Let $\mathsf C$ be a category and $G$ an internal group. Suppose $\mathsf C$ is finitely complete, so that $\pi_2:G\times B\to B$ is an internal group in $\mathsf C_{/B}$ for every $B$. A $G$-bundle over $B$ is a $\pi_2$-action in $\mathsf C_{/B}$.
Say a $G$-bundle is a trivial $G$-torsor over $B$ if it's isomorphic to the multiplicative action of $\pi_2$ on itself. A $G$-bundle $\alpha:A\to B$ over $B$ is a trivial $G$-torsor over $B$ iff it has a global section and the canonical map $G\times A\to A\times _B A$ is an isomorphism of the bundles $\pi_2:G\times A\to A$ and $\alpha^\ast\alpha$.
Proposition 4.43 of Vistoli's notes on descent gives an analogous characterization for locally triviail $G$-torsors where "locally" is expressed in terms of a subcanonical site structure on the underlying category, using lemma 4.44.
I want to define "locally" in terms of descent: say a $G$-bundle $\alpha:A\to B$ is a $G$-torsor if it admits an effective descent morphism $p$ pulling it back to a trivial $G$-torsor. I then expect the following conditions to be equivalent for a $G$-bundle to be a $G$-torsor.

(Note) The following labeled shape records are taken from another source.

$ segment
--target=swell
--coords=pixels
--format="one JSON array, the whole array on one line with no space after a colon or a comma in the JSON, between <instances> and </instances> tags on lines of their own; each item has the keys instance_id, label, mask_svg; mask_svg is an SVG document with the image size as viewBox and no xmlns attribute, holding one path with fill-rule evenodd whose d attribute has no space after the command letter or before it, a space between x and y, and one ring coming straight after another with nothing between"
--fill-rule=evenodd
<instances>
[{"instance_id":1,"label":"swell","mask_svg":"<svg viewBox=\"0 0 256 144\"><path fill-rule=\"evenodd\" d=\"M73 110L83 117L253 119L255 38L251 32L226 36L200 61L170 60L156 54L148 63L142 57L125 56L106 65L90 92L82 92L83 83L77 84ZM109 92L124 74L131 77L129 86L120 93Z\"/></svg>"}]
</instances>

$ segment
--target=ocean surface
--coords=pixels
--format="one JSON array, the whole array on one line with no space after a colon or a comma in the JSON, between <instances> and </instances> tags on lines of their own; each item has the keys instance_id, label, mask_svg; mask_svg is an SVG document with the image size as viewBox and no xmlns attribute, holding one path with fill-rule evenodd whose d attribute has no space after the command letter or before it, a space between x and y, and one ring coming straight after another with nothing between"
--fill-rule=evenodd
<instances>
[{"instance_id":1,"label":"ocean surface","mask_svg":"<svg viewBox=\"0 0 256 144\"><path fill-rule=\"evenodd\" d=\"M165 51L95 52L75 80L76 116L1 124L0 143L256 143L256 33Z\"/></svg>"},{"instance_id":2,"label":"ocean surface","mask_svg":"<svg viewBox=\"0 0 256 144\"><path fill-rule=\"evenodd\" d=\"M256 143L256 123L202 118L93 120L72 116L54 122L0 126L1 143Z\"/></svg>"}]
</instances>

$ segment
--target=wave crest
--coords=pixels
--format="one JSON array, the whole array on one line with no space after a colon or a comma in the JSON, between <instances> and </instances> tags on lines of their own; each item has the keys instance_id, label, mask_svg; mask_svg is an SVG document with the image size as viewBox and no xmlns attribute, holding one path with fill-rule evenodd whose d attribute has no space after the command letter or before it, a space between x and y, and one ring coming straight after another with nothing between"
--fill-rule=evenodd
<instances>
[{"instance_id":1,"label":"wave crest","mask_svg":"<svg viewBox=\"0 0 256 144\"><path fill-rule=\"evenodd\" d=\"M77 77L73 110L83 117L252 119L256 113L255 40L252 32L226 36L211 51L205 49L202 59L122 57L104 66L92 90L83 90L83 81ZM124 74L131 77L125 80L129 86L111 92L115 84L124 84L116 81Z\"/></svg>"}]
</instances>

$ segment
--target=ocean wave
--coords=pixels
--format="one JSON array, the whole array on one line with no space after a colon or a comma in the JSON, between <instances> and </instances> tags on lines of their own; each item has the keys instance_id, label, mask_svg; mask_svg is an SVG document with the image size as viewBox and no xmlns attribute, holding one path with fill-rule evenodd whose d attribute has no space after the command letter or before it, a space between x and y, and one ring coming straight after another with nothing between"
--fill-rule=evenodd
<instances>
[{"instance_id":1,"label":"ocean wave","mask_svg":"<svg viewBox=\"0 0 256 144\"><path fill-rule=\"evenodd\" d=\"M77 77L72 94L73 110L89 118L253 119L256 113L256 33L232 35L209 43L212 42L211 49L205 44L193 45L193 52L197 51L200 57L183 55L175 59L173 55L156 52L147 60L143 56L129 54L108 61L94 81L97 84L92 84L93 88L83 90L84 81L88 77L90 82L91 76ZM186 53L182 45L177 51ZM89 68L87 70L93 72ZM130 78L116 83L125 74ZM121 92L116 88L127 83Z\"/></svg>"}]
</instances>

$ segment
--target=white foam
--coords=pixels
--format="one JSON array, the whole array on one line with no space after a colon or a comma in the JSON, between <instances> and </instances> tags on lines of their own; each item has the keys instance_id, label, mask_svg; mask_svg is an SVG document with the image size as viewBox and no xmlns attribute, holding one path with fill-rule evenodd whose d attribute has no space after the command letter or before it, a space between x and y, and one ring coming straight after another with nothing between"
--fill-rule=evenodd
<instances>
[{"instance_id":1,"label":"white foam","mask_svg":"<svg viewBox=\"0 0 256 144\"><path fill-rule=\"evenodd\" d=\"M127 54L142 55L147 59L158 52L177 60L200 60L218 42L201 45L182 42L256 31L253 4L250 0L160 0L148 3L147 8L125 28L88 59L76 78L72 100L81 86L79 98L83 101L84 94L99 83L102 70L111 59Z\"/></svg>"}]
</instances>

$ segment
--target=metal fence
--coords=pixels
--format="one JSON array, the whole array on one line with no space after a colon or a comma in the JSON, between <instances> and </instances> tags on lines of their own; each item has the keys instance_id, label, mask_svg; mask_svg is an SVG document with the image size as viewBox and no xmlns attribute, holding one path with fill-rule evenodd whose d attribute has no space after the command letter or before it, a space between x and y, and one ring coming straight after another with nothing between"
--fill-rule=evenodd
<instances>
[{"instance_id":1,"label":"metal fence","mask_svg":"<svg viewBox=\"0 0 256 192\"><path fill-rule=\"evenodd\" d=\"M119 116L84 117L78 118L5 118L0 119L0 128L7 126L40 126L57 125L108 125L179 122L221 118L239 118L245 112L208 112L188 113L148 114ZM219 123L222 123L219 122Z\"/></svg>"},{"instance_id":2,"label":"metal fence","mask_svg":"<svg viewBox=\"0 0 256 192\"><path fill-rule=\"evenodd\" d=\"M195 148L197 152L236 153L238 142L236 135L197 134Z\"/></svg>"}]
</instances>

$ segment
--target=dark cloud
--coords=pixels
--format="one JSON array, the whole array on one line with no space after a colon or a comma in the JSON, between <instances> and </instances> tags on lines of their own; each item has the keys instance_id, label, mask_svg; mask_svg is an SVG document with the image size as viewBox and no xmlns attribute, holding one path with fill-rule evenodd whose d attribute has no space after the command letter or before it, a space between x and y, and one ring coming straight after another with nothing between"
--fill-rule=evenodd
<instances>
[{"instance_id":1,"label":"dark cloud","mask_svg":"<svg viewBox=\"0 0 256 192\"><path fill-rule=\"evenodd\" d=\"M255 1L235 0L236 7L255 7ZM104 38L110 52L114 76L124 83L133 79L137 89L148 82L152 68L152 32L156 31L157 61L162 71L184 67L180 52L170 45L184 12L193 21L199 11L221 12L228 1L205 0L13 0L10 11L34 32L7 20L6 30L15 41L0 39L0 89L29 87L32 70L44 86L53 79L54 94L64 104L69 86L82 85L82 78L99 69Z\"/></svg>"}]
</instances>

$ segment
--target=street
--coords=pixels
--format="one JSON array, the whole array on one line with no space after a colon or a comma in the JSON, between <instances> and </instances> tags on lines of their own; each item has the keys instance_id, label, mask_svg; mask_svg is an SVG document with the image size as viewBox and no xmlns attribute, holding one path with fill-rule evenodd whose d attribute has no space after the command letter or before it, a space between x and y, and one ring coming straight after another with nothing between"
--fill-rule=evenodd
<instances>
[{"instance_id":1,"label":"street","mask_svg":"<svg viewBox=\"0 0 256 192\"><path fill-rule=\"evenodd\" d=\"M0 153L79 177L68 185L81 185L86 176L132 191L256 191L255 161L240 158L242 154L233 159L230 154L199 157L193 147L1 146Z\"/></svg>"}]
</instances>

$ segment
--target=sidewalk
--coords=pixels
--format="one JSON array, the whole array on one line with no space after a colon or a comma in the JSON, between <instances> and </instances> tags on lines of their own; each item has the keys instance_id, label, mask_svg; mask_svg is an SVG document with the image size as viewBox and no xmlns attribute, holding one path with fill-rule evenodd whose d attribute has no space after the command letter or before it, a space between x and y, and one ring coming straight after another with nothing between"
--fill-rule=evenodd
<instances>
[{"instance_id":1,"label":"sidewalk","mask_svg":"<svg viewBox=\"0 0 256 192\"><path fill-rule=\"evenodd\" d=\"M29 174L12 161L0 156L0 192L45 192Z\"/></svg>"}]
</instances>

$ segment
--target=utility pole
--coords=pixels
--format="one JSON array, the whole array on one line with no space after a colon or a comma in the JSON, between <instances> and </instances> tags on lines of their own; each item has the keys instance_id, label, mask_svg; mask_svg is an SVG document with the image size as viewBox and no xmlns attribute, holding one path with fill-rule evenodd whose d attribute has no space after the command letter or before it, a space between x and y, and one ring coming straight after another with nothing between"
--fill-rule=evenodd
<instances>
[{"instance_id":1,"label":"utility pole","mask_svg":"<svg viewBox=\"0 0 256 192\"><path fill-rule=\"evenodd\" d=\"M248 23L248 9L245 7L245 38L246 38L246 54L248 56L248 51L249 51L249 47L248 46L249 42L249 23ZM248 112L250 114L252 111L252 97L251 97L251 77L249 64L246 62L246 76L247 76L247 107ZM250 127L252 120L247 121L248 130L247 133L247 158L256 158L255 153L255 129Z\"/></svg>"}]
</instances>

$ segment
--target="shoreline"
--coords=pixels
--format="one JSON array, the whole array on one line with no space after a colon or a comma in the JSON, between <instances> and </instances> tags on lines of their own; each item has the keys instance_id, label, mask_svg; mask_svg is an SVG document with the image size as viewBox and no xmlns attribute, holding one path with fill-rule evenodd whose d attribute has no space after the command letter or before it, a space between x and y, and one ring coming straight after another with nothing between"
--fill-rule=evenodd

There's an effective descent morphism $p$ such that:
- $p^\ast \alpha $ admits a global section;
- the canonical map $G\times A\to A\times _B A$ is an isomorphism of the bundles $\pi_2:G\times A\to A$ and $\alpha^\ast\alpha$.
That is, a locally trivial torsor still trivializes itself. Are the conditions indeed equivalent? How to prove the equivalence?